The Bombay High Court has pointed out the distinct ion between the English and the Indian laws on this subject thus: In Pollock on Torts the English law on the effect of possession obtained by the true owner by peaceful or forcible entry is stated, after an examination of the somewhat conflicting authorities, to be that the possession of a rightful owner gained by forcible entry is lawful as between the parties, but that he may be punished for the breach of the peace by losing it, beside paying a fine to the King. This latter part of the law is the result of the Statute of 5 Richard II. to which we have nothing corresponding in this country. The Indian Legislature has, however, provided for the summary removal of any one who dispossesses another, whether peaceable or other wise than by due course of law; but subject to such provision there is no reason for holding that the rightful owner so dispossessing the other is a trespasser, and may not rely for the support of his possession on the title vested in him, as he clearly may do by English law. This would also appear to be the view taken by West, J., in Lillu v. Annaji.25) This view is subject to Section 6 of the Specific Relief Act.
B purchased land from M and subsequently brought a suit against M to obtain possession. He got a decree but did not execute it within three years. M died, and after his death and while his daughter (the plaintiff) was a minor, B took forcible possession of the land. Eight years afterwards the plaintiff attained her majority, and she then filed this suit to recover the land. The lower Court held that B having failed to execute his decree for possession was wrong in taking possession during the minority of the plaintiff without the intervention of a Court; that in so doing he was a trespasser, and that the plaintiff, as M's heir, was entitled to have possession given to her, until ousted in due course of law. Held (reversing the decree) that, subject to the provision of s. 9 of the Specific Relief Act (I of 1877), there is no reason for holding that in India the rightful owner dispossessing another is a trespasser, and may not rely for the support of his possession on the title vested in him, as he clearly may do by English law.26)

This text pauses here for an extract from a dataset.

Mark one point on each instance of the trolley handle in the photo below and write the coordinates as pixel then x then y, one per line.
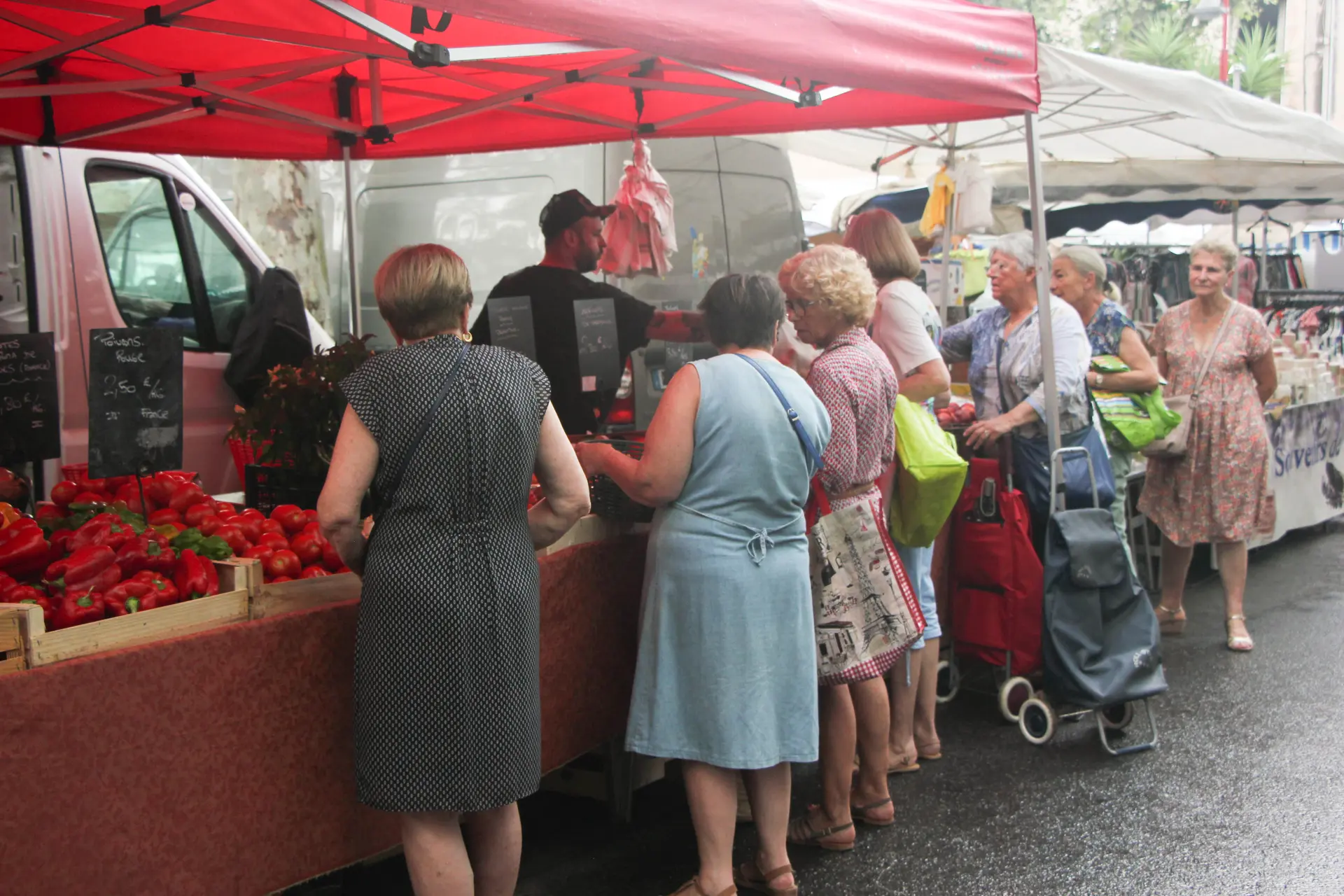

An entry on plaintiff's land may be justified on the ground that the plaintiff took the defendant's goods and carried them on to his own land, wherefore the defendant entered the plaintiff's land and took his goods back again; but the entry is not justifiable from the mere fact of the defendant's goods being on the plaintiff's land. It must be shown that they came there by the plaintiff's act27), or that they had been stolen from the defendant.28) Thus, a landlord who starts a pheasant on his own land, and shoots the bird while it is flying over the adjoining land of his neighbour, commits a trespass if he goes on such adjoining land to pick it up.29) The true owner may retake the goods if he can, even from an innocent third person into whose hands they have come; and he may use whatever force is reasonably necessary for the recaption.30) The owner cannot enter on a third person's land, unless the original taking was felonious; or the goods have been claimed and the occupier of the land has refused to deliver them.31)
Abatement, that is removal of the nuisance by the party injured, must be:
The grantee of an easement may enter upon the servient tenement in order to do necessary repairs.
Liberum tenementum, i.e., frank or free tenement. Land may be entered on the ground that it belongs to defendant. This plea is generally pleaded to determine the question of title. This was formerly a usual plea of a defendant in an action of trespass alleging a general freehold title. It is now obsolete.